Ao longo da história do automobilismo, muitos carros expressivos foram construídos com motores de doze cilindros. Existem muitos e muitos exemplos de ótimos carros de corrida equipados com motores V-12. Se pensarmos bem, por exemplo, é possível fazer uma lista só de Ferraris, uma vez que esta ganhou fama mundial com os V-12. Estes motores eram tão importantes para a marca que a estética era importante, mesmo nos carros de corrida onde o desempenho fala mais alto que qualquer perfumaria.
A capacidade de gerar potência com motores relativamente pequenos em termos de cilindrada era interessante na época, ainda mais antes da era dos motores turbo. Com pistões pequenos e consequentemente leves, era possível atingir altas rotações, bastava o motor ter um bom sistema de comando de válvulas que suportasse tamanhas velocidades.

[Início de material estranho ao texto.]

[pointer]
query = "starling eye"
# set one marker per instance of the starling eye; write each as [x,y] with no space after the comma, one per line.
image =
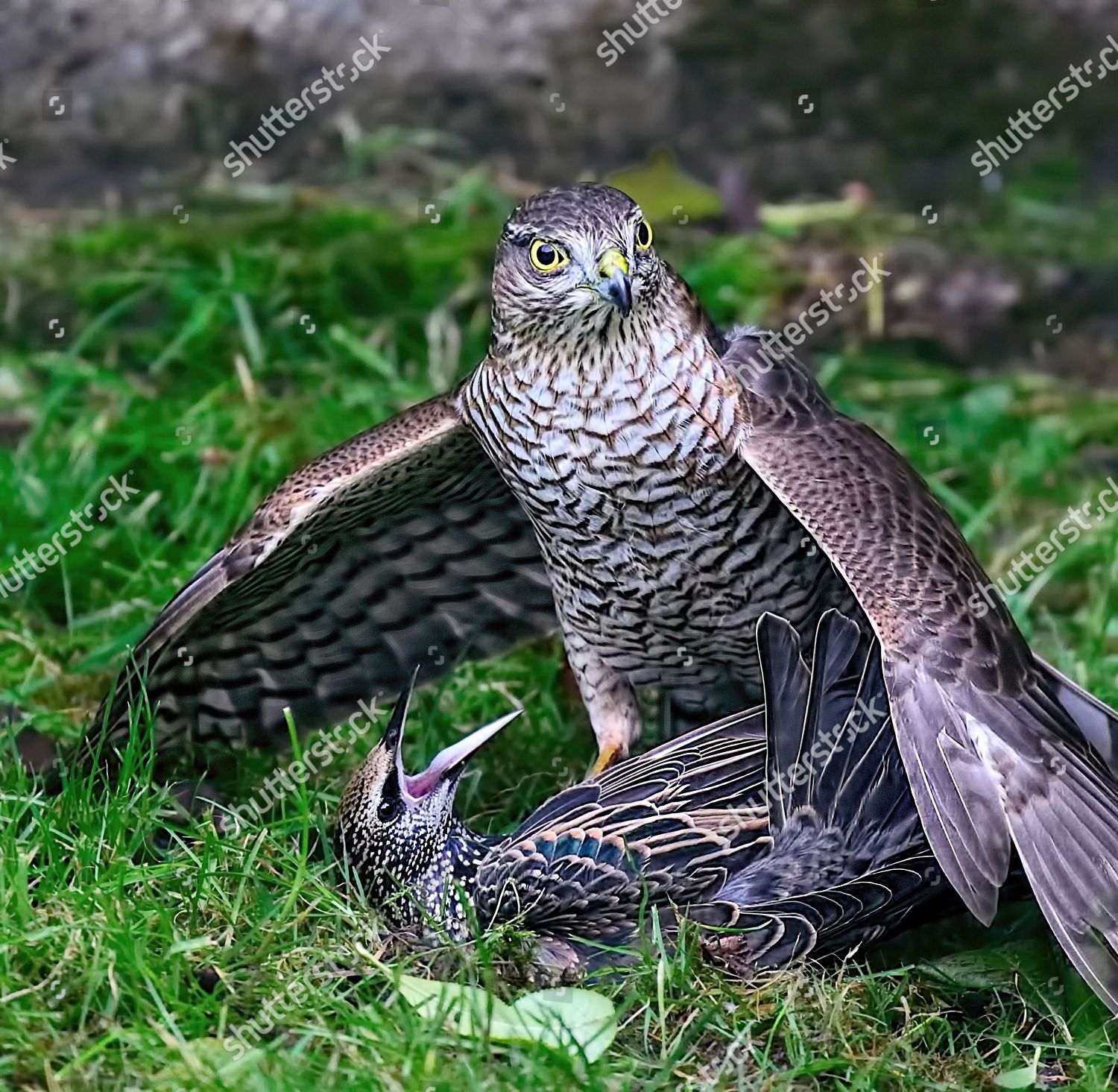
[547,257]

Aqui vai uma seleção de dez carros de corrida de doze cilindros de relevância histórica, bem como de agrado deste que voz escreve. Não resisti e coloquei diversos vídeos nesta matéria, pois cada um destes carros e seus motores em ação merecem ser ouvidos.
Sunbeam “Toodles” 1913
A dinastia dos V-12 de competição começou com a inglesa Sunbeam. O gênesis dos carros de corrida V-12 foi criado em 1913 e participou de diversos eventos tanto na Europa como nos Estados Unidos. A história conta que Louis Coatalen, engenheiro- chefe da Sunbeam, precisava trabalhar no desenvolvimento do motor aeronáutico V-12 de 9 litros da marca, o que era complicado dadas as condições climáticas.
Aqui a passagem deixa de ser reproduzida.